The immediate, tempting answer is no. If an AI is the one translating human intent into machine-executable logic, the language becomes a mere implementation detail, a ghost in the machine that the developer need never truly see. From this perspective, the developer’s expertise shifts entirely to the abstract: problem decomposition, architectural design, understanding user needs, and verifying that the final product behaves correctly. The "how" is the AI's problem. The language used is as relevant to the developer as the specific alloy of silicon in the CPU—it's a layer of abstraction that has been successfully hidden.

However, this view collapses under the weight of reality. The language still matters profoundly, but for a different set of stakeholders and for a transformed, yet crucial, reason for the developer themselves.

First, the language matters for the execution environment. The choice of language dictates where the code can run. Is it targeting a web browser? Then the AI must generate JavaScript or WebAssembly. Is it for iOS? Then Swift is non-negotiable. Is it for low-latency firmware on a microcontroller? The AI will likely need to produce C or Rust. The developer, in their role as guide, must specify the target, and that target often prescribes a narrow set of possible languages. The language is a constraint of the platform, not a preference of the programmer.

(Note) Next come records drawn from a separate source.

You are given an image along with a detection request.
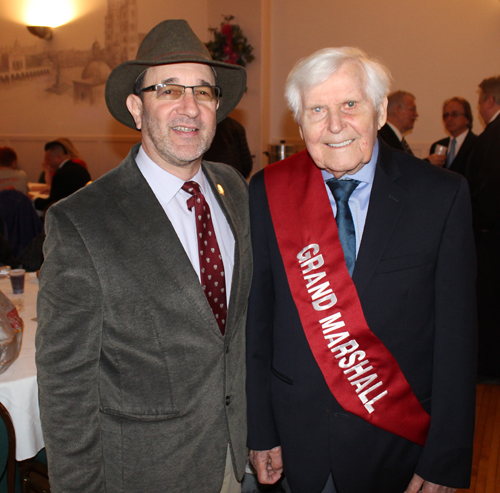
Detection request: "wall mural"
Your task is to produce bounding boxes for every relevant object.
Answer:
[0,0,144,104]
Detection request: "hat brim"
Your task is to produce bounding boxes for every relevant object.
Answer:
[105,53,247,130]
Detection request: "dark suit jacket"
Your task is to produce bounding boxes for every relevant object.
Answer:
[378,123,406,152]
[467,116,500,378]
[247,138,476,493]
[35,161,90,211]
[429,130,477,176]
[467,116,500,232]
[36,146,251,493]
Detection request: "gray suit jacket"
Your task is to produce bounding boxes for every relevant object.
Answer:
[36,146,252,493]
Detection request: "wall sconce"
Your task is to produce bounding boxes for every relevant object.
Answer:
[26,26,52,40]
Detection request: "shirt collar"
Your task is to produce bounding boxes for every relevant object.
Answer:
[321,139,379,183]
[450,129,469,147]
[135,145,206,204]
[387,121,403,141]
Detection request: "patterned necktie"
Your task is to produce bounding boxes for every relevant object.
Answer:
[445,138,457,168]
[182,181,227,335]
[401,137,415,156]
[326,178,361,276]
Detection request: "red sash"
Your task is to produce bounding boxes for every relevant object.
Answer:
[264,151,430,446]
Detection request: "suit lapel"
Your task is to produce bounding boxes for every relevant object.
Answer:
[114,146,222,337]
[352,139,407,297]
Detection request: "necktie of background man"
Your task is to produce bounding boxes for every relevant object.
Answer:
[445,138,457,168]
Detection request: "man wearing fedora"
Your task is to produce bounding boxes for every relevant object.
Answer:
[36,20,252,493]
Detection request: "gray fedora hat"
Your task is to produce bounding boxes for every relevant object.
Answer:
[105,19,247,129]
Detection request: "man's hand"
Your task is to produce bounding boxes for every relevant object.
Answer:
[250,447,283,484]
[428,154,446,168]
[405,474,457,493]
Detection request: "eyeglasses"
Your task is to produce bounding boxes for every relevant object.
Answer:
[140,83,222,103]
[443,111,465,120]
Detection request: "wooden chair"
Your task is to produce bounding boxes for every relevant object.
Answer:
[0,403,50,493]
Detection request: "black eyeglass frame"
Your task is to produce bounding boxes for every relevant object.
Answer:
[139,82,222,101]
[443,111,467,120]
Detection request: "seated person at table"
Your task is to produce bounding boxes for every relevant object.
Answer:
[38,137,88,184]
[427,96,477,175]
[0,147,28,193]
[34,141,90,211]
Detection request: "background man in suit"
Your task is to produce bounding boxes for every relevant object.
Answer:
[467,76,500,381]
[205,116,253,178]
[247,48,475,493]
[379,91,418,155]
[428,96,477,176]
[36,20,251,493]
[34,140,90,211]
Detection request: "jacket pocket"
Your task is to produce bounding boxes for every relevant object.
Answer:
[101,408,181,421]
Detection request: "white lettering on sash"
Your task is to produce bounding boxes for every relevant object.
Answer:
[297,243,387,414]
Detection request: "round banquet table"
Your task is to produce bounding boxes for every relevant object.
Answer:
[0,273,44,461]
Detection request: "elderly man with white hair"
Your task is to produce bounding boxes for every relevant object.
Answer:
[247,48,476,493]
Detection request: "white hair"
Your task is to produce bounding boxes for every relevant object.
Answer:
[285,47,391,122]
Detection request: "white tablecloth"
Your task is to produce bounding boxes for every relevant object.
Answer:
[0,273,44,460]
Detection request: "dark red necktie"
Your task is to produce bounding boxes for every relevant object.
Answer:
[182,181,227,335]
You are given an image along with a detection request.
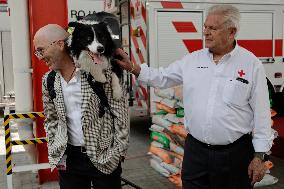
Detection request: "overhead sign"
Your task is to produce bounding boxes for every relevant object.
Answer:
[68,0,104,22]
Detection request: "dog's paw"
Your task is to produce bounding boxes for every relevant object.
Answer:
[90,72,107,83]
[111,73,122,100]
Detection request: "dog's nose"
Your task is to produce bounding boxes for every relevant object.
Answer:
[97,46,105,53]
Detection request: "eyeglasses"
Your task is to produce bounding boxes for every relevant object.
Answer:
[34,41,58,59]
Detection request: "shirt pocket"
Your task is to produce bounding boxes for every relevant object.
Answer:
[222,79,249,106]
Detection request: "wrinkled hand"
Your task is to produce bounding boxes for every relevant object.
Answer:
[114,48,133,71]
[248,157,267,186]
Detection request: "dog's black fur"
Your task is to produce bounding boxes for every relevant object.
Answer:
[68,18,123,80]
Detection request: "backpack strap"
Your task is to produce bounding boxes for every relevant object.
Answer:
[46,70,116,119]
[46,70,56,100]
[87,73,116,118]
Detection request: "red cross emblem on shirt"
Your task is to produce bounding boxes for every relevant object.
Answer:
[238,70,246,77]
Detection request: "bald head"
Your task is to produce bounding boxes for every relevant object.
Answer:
[34,24,69,43]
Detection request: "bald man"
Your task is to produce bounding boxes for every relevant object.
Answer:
[34,24,129,189]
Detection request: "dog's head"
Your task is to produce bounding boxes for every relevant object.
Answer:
[67,21,116,63]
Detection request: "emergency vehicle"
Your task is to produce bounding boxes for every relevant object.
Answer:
[105,0,284,115]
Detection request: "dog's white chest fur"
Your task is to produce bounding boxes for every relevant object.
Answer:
[75,50,122,100]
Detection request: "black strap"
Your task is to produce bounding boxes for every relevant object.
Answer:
[46,70,56,100]
[46,71,116,118]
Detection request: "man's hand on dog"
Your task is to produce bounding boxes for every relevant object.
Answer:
[115,48,140,76]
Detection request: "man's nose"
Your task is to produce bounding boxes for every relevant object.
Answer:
[97,46,105,53]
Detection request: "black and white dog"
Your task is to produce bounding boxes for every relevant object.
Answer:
[67,12,123,100]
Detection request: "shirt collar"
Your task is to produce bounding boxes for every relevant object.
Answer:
[207,40,239,59]
[58,68,81,84]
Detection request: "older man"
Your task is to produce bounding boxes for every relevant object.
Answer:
[34,24,129,189]
[117,5,272,189]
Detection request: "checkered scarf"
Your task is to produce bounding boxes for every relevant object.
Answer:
[42,70,130,174]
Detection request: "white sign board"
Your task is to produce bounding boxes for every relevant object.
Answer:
[68,0,104,22]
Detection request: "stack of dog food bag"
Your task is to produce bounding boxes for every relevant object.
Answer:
[149,86,278,188]
[149,86,188,188]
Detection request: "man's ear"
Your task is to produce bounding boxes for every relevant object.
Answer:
[57,40,65,51]
[230,27,237,38]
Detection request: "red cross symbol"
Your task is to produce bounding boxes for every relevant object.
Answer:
[135,0,141,11]
[238,70,246,77]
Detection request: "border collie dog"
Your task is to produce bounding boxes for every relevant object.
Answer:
[67,13,123,100]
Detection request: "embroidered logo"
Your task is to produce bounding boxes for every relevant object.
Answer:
[196,66,208,69]
[238,70,246,77]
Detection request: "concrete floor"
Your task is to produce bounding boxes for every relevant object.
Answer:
[0,114,284,189]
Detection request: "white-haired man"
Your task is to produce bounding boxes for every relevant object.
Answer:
[117,5,272,189]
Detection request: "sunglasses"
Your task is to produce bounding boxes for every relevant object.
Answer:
[34,41,58,59]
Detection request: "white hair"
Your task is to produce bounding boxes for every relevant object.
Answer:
[207,5,241,33]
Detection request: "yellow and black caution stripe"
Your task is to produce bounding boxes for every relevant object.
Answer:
[4,112,47,175]
[9,112,44,119]
[11,138,48,146]
[4,115,12,175]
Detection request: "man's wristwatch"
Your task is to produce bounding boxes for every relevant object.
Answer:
[254,152,269,162]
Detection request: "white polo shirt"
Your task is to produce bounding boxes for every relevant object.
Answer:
[60,68,85,146]
[138,45,273,152]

Second, and more critically, the language matters for the non-functional requirements that the developer cares about. The developer may not write the code, but they are responsible for its performance, its security, and its resource consumption. If the project requires maximum performance and memory safety for a systems-level component, the developer must guide the AI away from generating Python or JavaScript and towards a language like Rust or C++. The language is a tool for meeting performance and reliability budgets. The developer’s expertise now lies in knowing which languages are best suited for which tasks and in being able to audit the AI’s work in that language.

Finally, and perhaps most importantly for the developer's long-term role, the language matters for maintainability and debugging. The developer, while not writing the code from scratch, is still the one who must understand, fix, and evolve it. They are the one who must step in when the AI produces a subtle bug, a logic error, or a piece of code that fails in production. In that moment, they are no longer a guide; they are a programmer, staring at a screen full of unfamiliar code. If that code is in a language they don't understand, their ability to diagnose and correct the problem is crippled. They become entirely dependent on the AI to fix itself, a form of "prompt-driven debugging" that can be inefficient and opaque. To effectively collaborate with the AI, the developer must be literate in the language the AI is producing. They need to be able to read the code, spot flaws, and understand the AI's approach to a problem.

In conclusion, the computer language used on a project does still matter, even in an AI-driven development world. Its role has simply transformed. It is no longer the primary language of creation, but it remains the essential language of execution, constraint, and communication. The developer’s favorite language is no longer the tool they use to build, but it is the language in which they must be fluent to guide, audit, and collaborate with their new digital partner. The developer's expertise hasn't moved away from the code; it has moved to a meta-level, where understanding the strengths, weaknesses, and syntax of programming languages is the very skill that allows them to effectively command the ghost in the machine.


It is my thoughts, but written with the help of an AI Agent.